Ontario is home to some of the most beautiful spots for campers and nature lovers alike. The dense pine forests, thundering waterfalls, sandy beaches, and enormous lakes are only some of the highlights of what this unforgettable Canadian province can offer.
Ontario is home to 330 Provincial Parks. Some of these parks are home to numerous species of animals and plants, others have cultural significance, and most are designated as wilderness escapes or recreational spots. The one thing they have in common is that they have some of the most stunning views in the entire country, and they’re easily accessible to anyone willing to visit.
If you’re planning a camping trip soon, arm yourself with accurate camping information, and check out the best camping sites below to help get you ready for your excursion into the great outdoors:
1. Enjoy the Gorgeous Scenery of Rushing River Provincial Park
Rushing River Provincial Park is best known for its large campgrounds that can accommodate around 20 people at the same time. However, there are only a few trailers available. The park is situated in the Ontario’s Northwest in the region known as “The Lake of the Woods.” Its location is around 2.5 hours from Winnipeg, Manitoba, and just outside of Kenora.
In case camping is not your thing, you can always rent a room in one of the many cabins or hotels in Kenora. You can also lounge around the fire pits. Hiking is another option for people who want to get some exercise while camping. There are four marked trails with the shortest being 500 meters and the longest 2.7 km. Probably the most popular one is located near the Lower Rapid Falls. Visitors choose this trail because it leads them to an old portage trail and can see the incredible waterfalls.
Rushing River is a water-oriented park, as its name suggests. Water bikes, kayaks, and canoe rentals are available for visitors. Moreover, there are plenty of shallow spots that are family-friendly, if visitors with small children want to swim and enjoy the water.
2. Explore the Wilderness at Quetico Provincial Park
Canada offers a lot of untouched wilderness. Quetico, in particular, offers a rare chance for campers to deeply immerse themselves in nature. Remember, you won’t have a mobile phone signal there. There are no lodges or boats, and not many people as well. All this makes Quetico a very desirable location for campers who wish to rough it in the wild.
The park’s location is at the Canadian and US border. However, its beautiful solitude stretches for many miles, connecting with Minnesota’s Boundary Waters Canoe Area as well. In case you’re up for kayaking or canoeing, the park offers over 600 lakes. The park has incredible hiking trails, but it also offers idyllic fishing spots for the those who prefer catching their meal.
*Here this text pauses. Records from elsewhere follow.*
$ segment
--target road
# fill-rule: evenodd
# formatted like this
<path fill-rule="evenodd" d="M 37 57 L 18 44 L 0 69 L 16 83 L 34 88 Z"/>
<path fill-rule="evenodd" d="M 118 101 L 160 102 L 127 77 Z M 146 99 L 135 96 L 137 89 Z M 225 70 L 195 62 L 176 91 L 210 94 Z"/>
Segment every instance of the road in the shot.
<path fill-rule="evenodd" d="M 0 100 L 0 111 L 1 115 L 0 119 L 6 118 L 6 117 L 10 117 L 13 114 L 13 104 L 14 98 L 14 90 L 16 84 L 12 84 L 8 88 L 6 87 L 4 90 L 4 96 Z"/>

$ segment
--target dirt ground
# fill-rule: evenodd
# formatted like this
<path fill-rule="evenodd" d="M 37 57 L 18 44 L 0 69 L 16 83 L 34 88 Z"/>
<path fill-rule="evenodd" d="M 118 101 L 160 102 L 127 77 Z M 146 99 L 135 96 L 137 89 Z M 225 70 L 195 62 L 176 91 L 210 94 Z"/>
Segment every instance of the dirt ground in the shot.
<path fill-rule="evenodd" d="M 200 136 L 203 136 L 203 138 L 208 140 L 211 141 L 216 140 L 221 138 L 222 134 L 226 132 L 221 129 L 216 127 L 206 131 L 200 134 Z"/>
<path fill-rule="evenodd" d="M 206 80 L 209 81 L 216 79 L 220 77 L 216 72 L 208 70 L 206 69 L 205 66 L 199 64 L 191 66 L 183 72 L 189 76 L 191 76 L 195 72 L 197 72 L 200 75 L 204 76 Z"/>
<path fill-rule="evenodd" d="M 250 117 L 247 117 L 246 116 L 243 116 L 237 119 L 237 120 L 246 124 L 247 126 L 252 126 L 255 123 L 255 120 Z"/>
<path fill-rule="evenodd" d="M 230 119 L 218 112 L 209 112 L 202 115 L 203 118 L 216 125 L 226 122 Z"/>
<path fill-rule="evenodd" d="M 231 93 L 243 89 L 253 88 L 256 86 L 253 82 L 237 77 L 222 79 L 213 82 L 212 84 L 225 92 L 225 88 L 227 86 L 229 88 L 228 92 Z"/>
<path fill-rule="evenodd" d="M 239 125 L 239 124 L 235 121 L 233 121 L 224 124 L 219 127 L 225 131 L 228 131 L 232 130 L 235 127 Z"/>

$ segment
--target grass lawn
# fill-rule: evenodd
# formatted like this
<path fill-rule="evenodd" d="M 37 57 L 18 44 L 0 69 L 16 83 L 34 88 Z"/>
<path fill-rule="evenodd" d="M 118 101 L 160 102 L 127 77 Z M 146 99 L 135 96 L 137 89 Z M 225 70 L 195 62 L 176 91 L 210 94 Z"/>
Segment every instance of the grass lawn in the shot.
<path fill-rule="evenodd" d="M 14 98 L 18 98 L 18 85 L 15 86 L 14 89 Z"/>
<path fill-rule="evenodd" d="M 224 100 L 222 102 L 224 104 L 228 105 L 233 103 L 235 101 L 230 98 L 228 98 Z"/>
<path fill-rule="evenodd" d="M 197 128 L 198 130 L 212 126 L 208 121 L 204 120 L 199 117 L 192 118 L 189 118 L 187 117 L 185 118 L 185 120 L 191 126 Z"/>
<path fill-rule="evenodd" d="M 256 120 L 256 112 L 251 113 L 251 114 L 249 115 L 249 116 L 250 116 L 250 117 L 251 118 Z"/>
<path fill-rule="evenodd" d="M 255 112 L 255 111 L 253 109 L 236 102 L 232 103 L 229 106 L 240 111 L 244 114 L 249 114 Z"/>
Some campers have even reported hearing wolf howls at night and getting a surprise visit from a black bear or a moose.
The park itself has well over 2000 campsites all around the wilderness with facilities like motor vehicle camping sites, stores, and an interpretive center. Full-service camping and drive-in are located off Highway 11 on French Lake and is known as Dawson Trail.
3. Go on Paddling Adventures at Missinaibi Provincial Park
The Missinaibi Provincial Park is a prime destination for canoe enthusiasts. The park protects a Canadian heritage river which has a vital importance to indigenous groups like Anishinabe and Cree. Since the river has the shortest route between James Bay in the north and Lake Superior in the south, it was frequently used by fur traders.
Today, the Missinaibi River is a first-rate location for canoers and campers. The river stretches for almost 800 km. The starting point is at Missinaibi Lake, and it ends at Moose River, which is famous for the Kenai king salmon. Paddling through Missinaibi will take four weeks of your time. The river’s first segment weaves through the Canadian Shield, and it offers class 2 and class 3 rapids. It’s worth mentioning that the roaring waterfalls have quite intimidating names like Hell’s Gate and Thunderhouse Falls.
The river’s second segment is located on Hudson Bay Lowlands. This section is more suitable for inexperienced paddlers because the river is straight and flat here until it merges with the Moose River. Upon reaching the end of the river, paddlers will see the towns of Moose Factory and Moosonee. They can participate in the Cree Cultural Interpretive Center’s cultural workshops or take a tour of the original Hudson Bay Company buildings.
Whether you prefer active or relaxing holidays, visiting some of Ontario’s provincial parks will provide you with a vast selection of incredible experiences. You can camp in the designated campgrounds, or go on a trail hike. Most parks also provide visitors with plenty of fishing, canoeing, or kayaking activities. Choose your holiday location wisely, and enjoy your time in nature.